Em abril e maio de 2024, Aline e outros ativistas foram convidados a construir uma série de atividades da Coalizão Aço Justo, uma rede internacional de pessoas atingidas pela Ternium. Com o objetivo de denunciar a empresa em fóruns e instituições de países europeus, moradores de áreas utilizadas como zonas de sacrifício pela Ternium no Brasil, México e Libéria tiveram agendas na Holanda, França e Luxemburgo. Aline e outros atingidos pela siderurgia predatória fizeram incidência política internacional, inclusive, nos parlamentos destes países, como no de Luxemburgo.

Hoje, não acontecem grandes chuvas de prata como as que aconteceram nos primeiros anos de operação da empresa em Santa Cruz, mas ainda há emissão de material tóxico visível, a ponto de ainda sujar a casa das pessoas e penetrar os seus pulmões.

Os Pescadores

A região do conjunto São Fernando é cercada por águas do Rio Guandu e da Baía de Sepetiba, historicamente, uma região com tradição de agricultura e pesca. Desde o início das obras da siderúrgica, houve o afastamento dos peixes, seja pela poluição, pelos rejeitos tóxicos despejados nas águas ou pela movimentação constante de embarcações industriais nos corpos d’água da região.

Segundo pescadores e moradores, a atividade pesqueira ficou comprometida após o início das obras, em 2004, o que só se intensificou mais após sua inauguração em 2010.

A Ternium Brasil está localizada ao lado da Baía de Sepetiba e do canal onde os moradores pescavam abundantemente até os anos 2000. Hoje, são impedidos de trabalhar no Canal e em partes da Baía. Foto: Picture-Alliance/dpa
A Ternium Brasil está localizada ao lado da Baía de Sepetiba e do canal onde os moradores pescavam abundantemente até os anos 2000. Hoje, são impedidos de trabalhar no Canal e em partes da Baía. Foto: Picture-Alliance/dpa

Jaci do Nascimento, mais conhecido como Seu Jaci, 70 anos, é um destes pescadores. Ele vive em Santa Cruz há 40 anos. Nascido na Ilha do Governador, teve a pesca como uma atividade herdada da família. Ao longo da vida, entre outras coisas, foi motorista de ônibus e conta que, quando chegou a Santa Cruz, voltou a ter a pesca como um modo de vida e de sustento de sua família. Hoje, ele é um dos que se mobiliza contra a Ternium e seus crimes ambientais. 
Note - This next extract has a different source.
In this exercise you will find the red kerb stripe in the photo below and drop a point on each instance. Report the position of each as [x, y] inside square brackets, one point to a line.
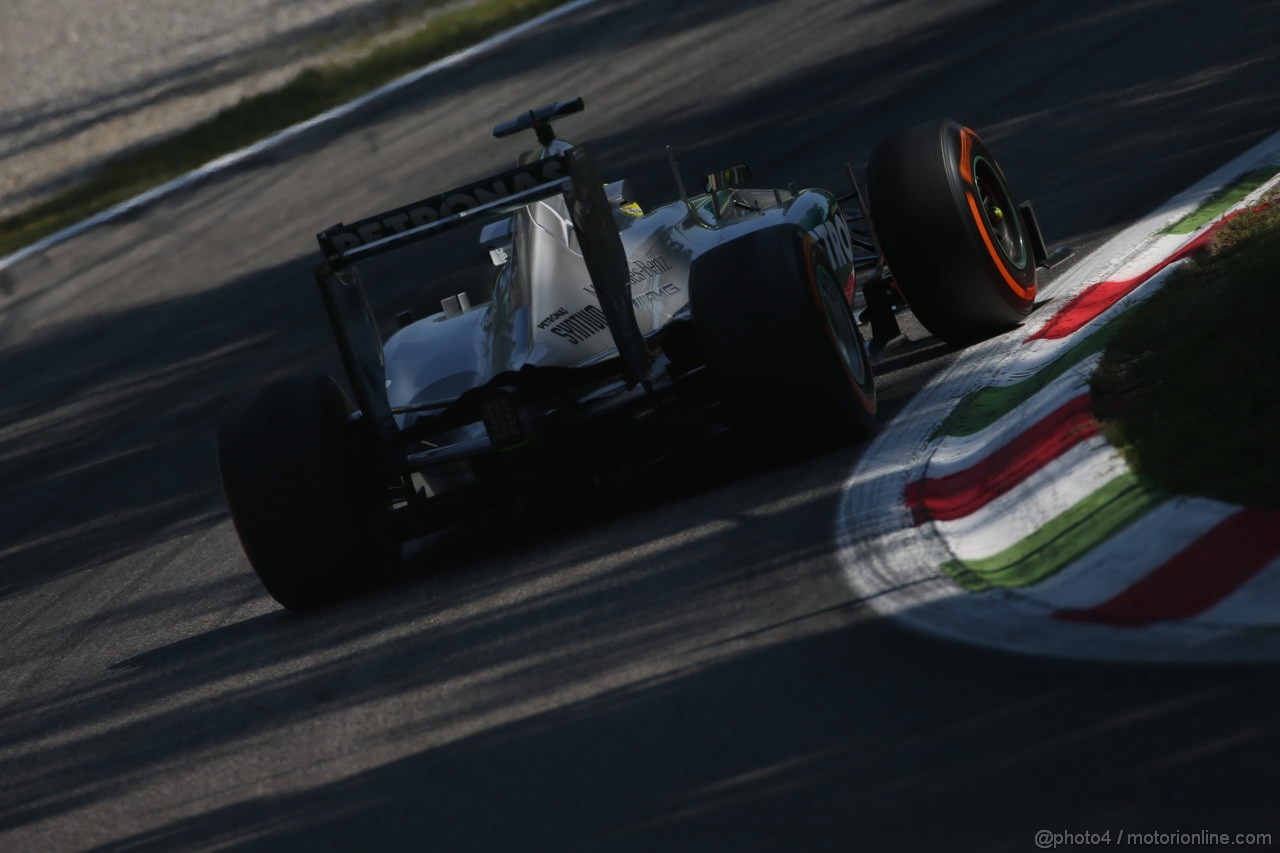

“Primeiro, ela desempregou 7.608 pescadores. A gente tinha uma fartura de peixe aqui imensa. Com duas horas, enchia de tarrafa, enchia três caixas de peixe em duas horas no rio. Não precisava ir pro mar… E aí, ela fez uma esteira longa no berçário do camarão, aqui na Baía de Sepetiba, que é onde os peixes não encostam mais… quando encostam, se você é pescador, você joga a tarrafa! Daqui a pouco, é a Capitania dos Portos que tá lá para te tirar do lugar, porque a empresa aciona a Capitania… Veio só para prejudicar os pescadores!” — Jaci do Nascimento

Jaci do Nascimento, pescador, conta como sua vida e de seus companheiros mudou nos últimos 20 anos, desde o início da construção da siderúrgica em Santa Cruz. Foto: Lucas Novello
Jaci do Nascimento, pescador, conta como sua vida e de seus companheiros mudou nos últimos 20 anos, desde o início da construção da siderúrgica em Santa Cruz. Foto: Lucas Novello

O Que Dizem as Autoridades?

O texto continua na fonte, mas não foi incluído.